The Senate has called on the Federal Government to seek redress on behalf of 14 Nigerians deported from Spain recently.
It also urged the Ministry of Foreign Affairs and Nigerian Embassies across the world to be more proactive on matters affecting Nigerians in such countries whenever they are in distress.
The Upper House however advised the relevant government agencies to step up enlightenment to educate Nigerians who must travel to do so properly and to conduct themselves orderly in such countries.
Senate’s resolution followed a motion brought by Senator Matthew Nwagwu, on Tuesday, detailing the unfair treatment and harassment of Nigerians in foreign countries.
Nwagwu, who in his motion, said many Nigerians were currently serving jail terms across the world, put the number of those in detention in Spain as at December 2012 at 395; Gabon 126; Cameroon 29; Thailand 91; Niger 30; Malaysia 43, and the United States at 62.
He expressed concerns over the continued harassment of Nigerians in foreign countries leading to intimidation, arrest, detention, torture, deportation and occasional deaths.
According to him, the harsh treatment meted out to Nigerians has gone on for too long and should no longer be tolerated.
He lamented that the neglect of the citizens whenever they got into trouble outside the shores of Nigeria, adding that it was not in all cases that they were guilty of offences leveled against them.
The Senate President, David Mark, warned that the cases be treated on their merit instead of branding every Nigerian as a criminal.
He said, “We are all on the same wavelength as far as this motion is concerned but I think our general point is let every case be treated on its own merit.
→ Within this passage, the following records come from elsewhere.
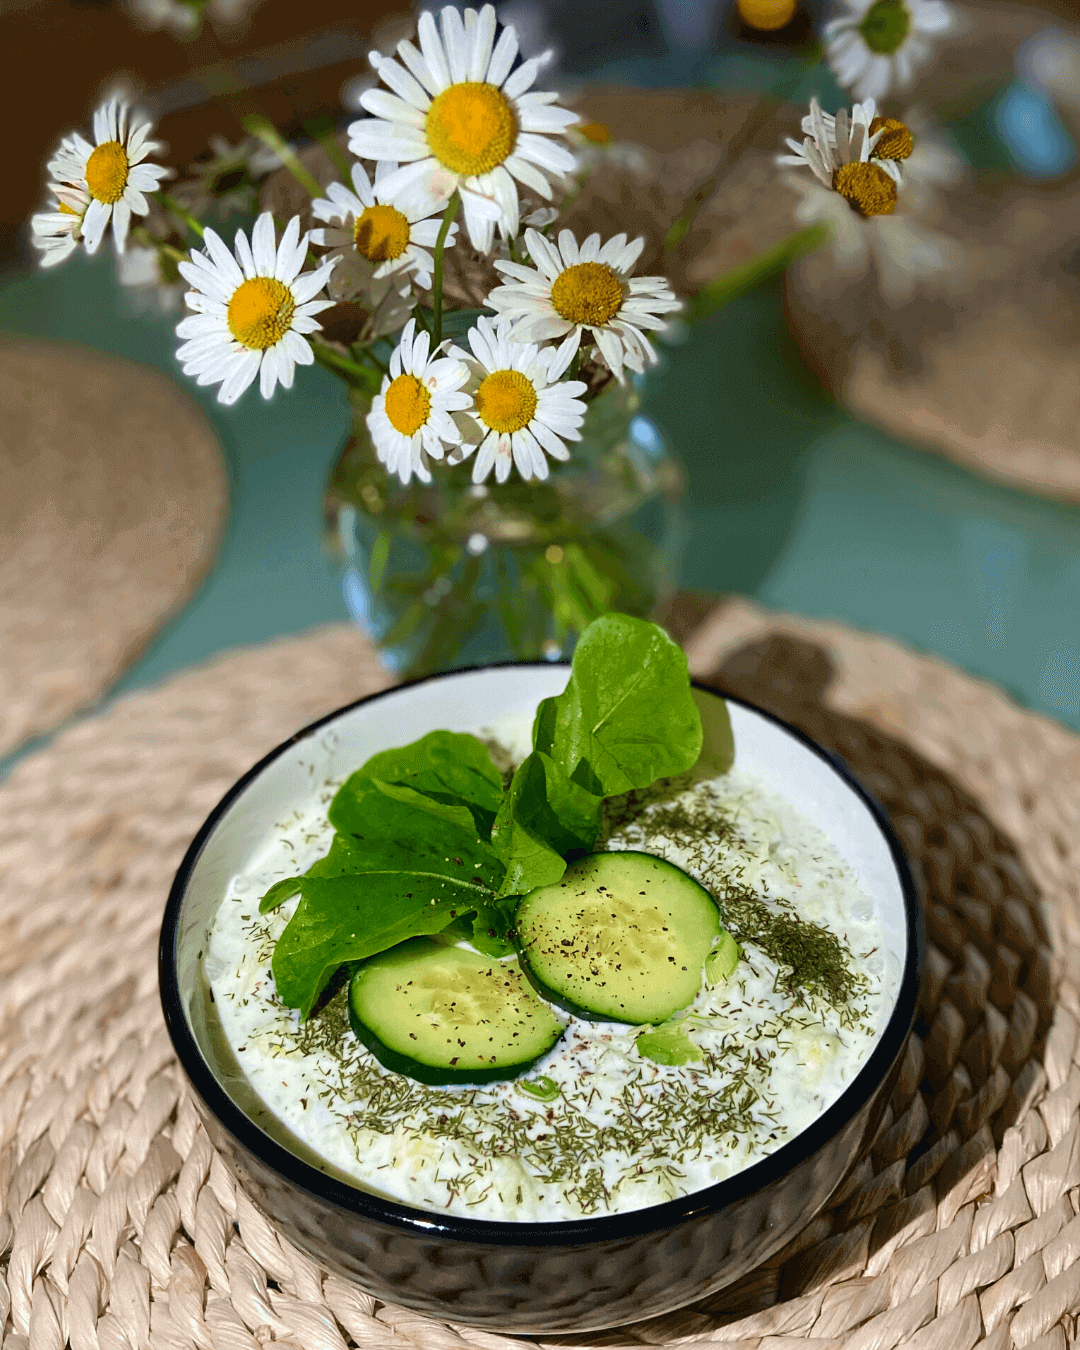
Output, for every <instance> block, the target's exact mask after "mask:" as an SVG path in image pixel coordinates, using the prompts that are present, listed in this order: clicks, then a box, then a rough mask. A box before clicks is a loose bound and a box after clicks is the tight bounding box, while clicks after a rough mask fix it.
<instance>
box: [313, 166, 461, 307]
mask: <svg viewBox="0 0 1080 1350" xmlns="http://www.w3.org/2000/svg"><path fill="white" fill-rule="evenodd" d="M396 170H397V165H396V163H394V162H393V161H379V163H377V165H375V185H374V188H373V186H371V182H370V181H369V177H367V174H366V173H365V170H363V165H359V163H355V165H354V166H352V188H354V190H352V192H350V190H348V188H344V186H342V184H340V182H332V184H331V185H329V188H327V196H325V197H317V198H316V200H315V201H313V202H312V215H313V216H315V219H316V220H325V221H328V223H329V228H328V229H312V243H315V244H320V246H321V247H323V248H331V250H333V252H332V258H333V261H335V263H336V266H335V270H333V275H332V277H331V292H329V293H331V296H333V297H335V298H344V292H348V293H350V296H355V294H358V293H359V292H362V290H363V289H366V286H367V282H370V281H371V279H375V281H381V279H382V278H383V277H389V275H391V274H393V273H401V271H414V273H416V282H417V285H418V286H421V288H423V289H424V290H428V289H429V288H431V270H432V267H433V266H435V261H433V258H432V255H431V254H429V252H428V248H431V247H433V246H435V243H436V240H437V239H439V228H440V225H441V223H443V221H441V216H440V215H439V213H436V215H420V213H417V212H416V211H408V209H406V211H402V209H400V208H398V205H397V204H396V202H394V198H393V197H391V196H390V194H389V193H387V192H385V190H383V186H382V185H383V182H385V181H386V180H387V178H389V177H390V175H391V174H393V173H396ZM456 238H458V227H456V224H452V225H451V227H450V229H448V231H447V247H450V246H451V244H454V242H455V239H456ZM339 290H340V292H342V293H343V294H342V296H340V297H339V294H338V292H339Z"/></svg>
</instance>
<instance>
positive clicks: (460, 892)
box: [271, 775, 505, 1017]
mask: <svg viewBox="0 0 1080 1350" xmlns="http://www.w3.org/2000/svg"><path fill="white" fill-rule="evenodd" d="M354 776H355V775H354ZM367 782H369V783H370V784H371V787H370V790H367V791H363V792H362V794H360V795H358V794H352V795H350V798H348V802H347V810H346V818H347V821H348V825H350V829H348V832H347V833H340V832H339V833H338V836H336V837H335V840H333V844H332V845H331V850H329V853H328V855H327V857H324V859H320V861H319V863H316V864H315V865H313V867H312V868H311V871H309V872H308V875H306V876H305V877H304V879H302V882H301V888H300V904H298V906H297V910H296V913H294V914H293V917H292V918H290V919H289V923H288V925H286V927H285V931H284V933H282V934H281V937H279V938H278V941H277V945H275V946H274V956H273V963H271V968H273V973H274V981H275V984H277V988H278V994H279V995H281V998H282V1000H284V1002H285V1003H286V1006H289V1007H297V1008H300V1011H301V1017H306V1015H308V1014H309V1012H311V1010H312V1007H313V1004H315V1002H316V999H317V998H319V995H320V992H321V991H323V988H324V987H325V984H327V981H328V980H329V977H331V975H332V973H333V972H335V971H336V969H338V967H340V965H343V964H344V963H346V961H358V960H362V958H363V957H366V956H374V954H375V953H377V952H383V950H386V949H387V948H390V946H394V945H397V944H398V942H402V941H404V940H405V938H408V937H418V936H425V934H432V933H440V931H441V930H443V929H445V927H448V926H450V925H451V923H452V922H455V921H456V919H459V918H462V917H464V915H467V914H477V913H478V911H483V913H485V919H486V922H487V923H489V925H490V922H491V917H490V915H489V911H491V914H495V915H498V913H499V911H497V910H495V909H494V906H495V902H497V896H498V891H499V887H501V883H502V877H504V872H505V868H504V864H502V863H501V861H499V859H498V857H497V855H495V852H494V849H493V848H491V845H490V844H487V842H485V841H483V840H481V838H478V834H477V828H475V825H474V822H472V817H471V814H470V811H468V810H467V809H464V807H462V806H448V805H445V803H441V802H437V801H433V799H432V798H427V796H424V795H423V794H420V792H416V791H414V790H412V788H408V787H398V786H396V784H387V786H386V788H387V790H386V791H383V790H382V786H381V784H378V783H377V782H375V780H370V779H369V780H367ZM387 794H391V795H387ZM421 803H425V805H421ZM458 817H463V819H462V818H458ZM504 936H505V934H504Z"/></svg>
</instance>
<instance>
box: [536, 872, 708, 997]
mask: <svg viewBox="0 0 1080 1350" xmlns="http://www.w3.org/2000/svg"><path fill="white" fill-rule="evenodd" d="M514 927H516V930H517V948H518V952H520V954H521V964H522V965H524V967H525V973H526V975H528V976H529V977H531V979H532V981H533V984H535V985H536V988H537V991H539V992H540V994H541V996H543V998H545V999H549V1000H551V1002H552V1003H558V1004H559V1006H560V1007H564V1008H566V1010H567V1011H568V1012H575V1014H576V1015H578V1017H583V1018H589V1019H590V1021H594V1022H598V1021H606V1022H633V1023H641V1022H664V1021H666V1019H667V1018H670V1017H671V1014H672V1012H678V1010H679V1008H684V1007H686V1006H687V1003H693V1002H694V998H695V996H697V994H698V990H699V988H701V981H702V968H703V965H705V958H706V956H707V954H709V950H710V948H711V946H713V942H714V940H715V938H717V937H718V936H720V931H721V927H720V911H718V910H717V907H715V904H714V903H713V898H711V895H710V894H709V892H707V891H706V890H705V887H703V886H699V884H698V883H697V882H695V880H694V877H693V876H687V873H686V872H683V871H682V868H678V867H675V865H674V864H672V863H666V861H664V860H663V859H660V857H653V856H652V855H651V853H634V852H630V850H625V852H624V850H621V849H620V850H616V852H612V853H590V855H589V856H587V857H583V859H580V860H579V861H576V863H574V864H572V865H571V867H568V868H567V869H566V872H564V873H563V879H562V880H560V882H555V883H553V884H552V886H541V887H537V890H535V891H531V892H529V894H528V895H526V896H525V898H524V899H522V902H521V904H520V906H518V909H517V915H516V918H514Z"/></svg>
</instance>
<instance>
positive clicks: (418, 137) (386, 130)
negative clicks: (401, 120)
mask: <svg viewBox="0 0 1080 1350" xmlns="http://www.w3.org/2000/svg"><path fill="white" fill-rule="evenodd" d="M348 148H350V153H351V154H354V155H356V157H358V158H359V159H397V161H398V163H412V161H413V159H424V158H427V157H428V155H429V154H431V151H429V150H428V146H427V142H425V140H424V139H423V138H421V136H418V135H417V134H416V128H414V127H413V126H405V124H402V123H397V121H393V123H391V121H382V120H381V119H379V117H362V119H360V120H359V121H351V123H350V124H348Z"/></svg>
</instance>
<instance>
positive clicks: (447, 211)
mask: <svg viewBox="0 0 1080 1350" xmlns="http://www.w3.org/2000/svg"><path fill="white" fill-rule="evenodd" d="M460 204H462V198H460V194H459V193H458V192H456V190H455V193H454V196H452V197H451V198H450V201H448V202H447V209H445V211H444V212H443V224H441V225H440V227H439V238H437V239H436V240H435V270H433V271H432V282H431V300H432V309H433V311H435V320H433V323H432V339H431V347H432V351H435V350H437V347H439V343H440V342H441V340H443V250H444V248H445V243H447V235H448V234H450V227H451V225H452V224H454V217H455V216H456V215H458V208H459V207H460Z"/></svg>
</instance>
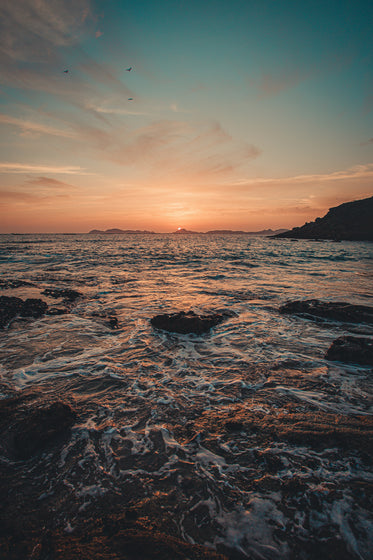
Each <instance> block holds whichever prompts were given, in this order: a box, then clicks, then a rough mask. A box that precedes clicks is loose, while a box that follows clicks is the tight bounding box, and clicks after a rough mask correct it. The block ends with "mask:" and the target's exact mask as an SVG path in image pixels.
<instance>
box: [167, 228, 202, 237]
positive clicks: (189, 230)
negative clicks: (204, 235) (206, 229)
mask: <svg viewBox="0 0 373 560" xmlns="http://www.w3.org/2000/svg"><path fill="white" fill-rule="evenodd" d="M172 233H173V234H174V233H175V234H177V235H180V234H183V233H201V232H200V231H191V230H190V229H184V228H179V229H177V230H176V231H173V232H172Z"/></svg>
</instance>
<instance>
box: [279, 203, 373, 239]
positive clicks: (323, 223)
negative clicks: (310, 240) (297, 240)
mask: <svg viewBox="0 0 373 560" xmlns="http://www.w3.org/2000/svg"><path fill="white" fill-rule="evenodd" d="M372 215H373V196H372V197H370V198H365V199H363V200H354V201H352V202H345V203H344V204H340V205H339V206H336V207H334V208H330V210H329V212H328V213H327V214H326V215H325V216H324V217H323V218H316V220H315V221H314V222H308V223H306V224H304V225H303V226H302V227H295V228H293V229H292V230H291V231H287V232H285V233H280V234H278V235H275V236H274V237H286V238H292V237H294V238H297V239H332V240H334V241H340V240H345V241H373V220H372Z"/></svg>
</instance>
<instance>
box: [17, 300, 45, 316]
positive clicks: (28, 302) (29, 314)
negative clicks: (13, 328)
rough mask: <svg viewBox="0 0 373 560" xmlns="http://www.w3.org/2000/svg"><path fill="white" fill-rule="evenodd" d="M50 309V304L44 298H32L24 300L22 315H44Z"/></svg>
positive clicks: (20, 313) (36, 315) (21, 309)
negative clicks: (43, 298)
mask: <svg viewBox="0 0 373 560" xmlns="http://www.w3.org/2000/svg"><path fill="white" fill-rule="evenodd" d="M47 309H48V304H47V303H46V302H45V301H43V300H42V299H36V298H30V299H26V300H25V301H24V302H23V305H22V307H21V311H20V315H21V317H33V318H34V319H37V318H38V317H42V316H43V315H44V314H45V313H46V311H47Z"/></svg>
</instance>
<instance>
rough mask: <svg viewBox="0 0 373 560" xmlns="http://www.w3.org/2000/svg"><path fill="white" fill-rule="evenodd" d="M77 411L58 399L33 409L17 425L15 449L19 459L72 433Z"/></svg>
mask: <svg viewBox="0 0 373 560" xmlns="http://www.w3.org/2000/svg"><path fill="white" fill-rule="evenodd" d="M75 419H76V413H75V411H74V410H73V409H72V408H71V406H70V405H68V404H66V403H63V402H61V401H56V402H54V403H52V404H50V405H49V406H47V407H45V408H39V409H36V410H31V412H30V413H28V414H26V415H25V417H24V418H23V419H22V420H21V422H20V423H19V424H18V426H17V431H16V434H15V436H14V449H15V456H16V458H17V459H28V458H29V457H32V456H33V455H35V454H36V453H40V452H42V451H44V450H45V449H46V448H47V447H49V446H51V445H53V444H55V443H57V442H61V441H63V440H64V439H66V437H67V436H68V435H69V433H70V428H71V426H72V424H74V422H75Z"/></svg>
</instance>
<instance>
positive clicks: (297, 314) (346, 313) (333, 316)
mask: <svg viewBox="0 0 373 560" xmlns="http://www.w3.org/2000/svg"><path fill="white" fill-rule="evenodd" d="M279 311H280V313H286V314H287V313H289V314H295V315H301V316H303V317H307V318H310V319H313V318H315V317H321V318H323V319H331V320H333V321H344V322H348V323H369V324H373V308H372V307H368V306H366V305H352V304H350V303H344V302H336V301H332V302H324V301H319V300H317V299H308V300H304V301H289V302H287V303H285V304H284V305H282V306H281V307H280V309H279Z"/></svg>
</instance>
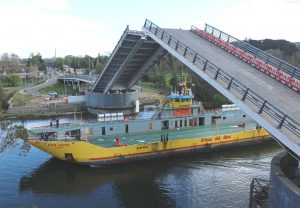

We should not lump all Nigerians together as being criminals.
“Every case should be treated on its own merit. Where a Nigerian is wrong we should let the law of the land take its course.
“I remember the case of Indonesia where some people were tried and they were condemned to death and when we tried to intervene, the Embassy here told us that the visa given to them had clearly stated that drug trafficking was punishable by death and they still indulged in it.”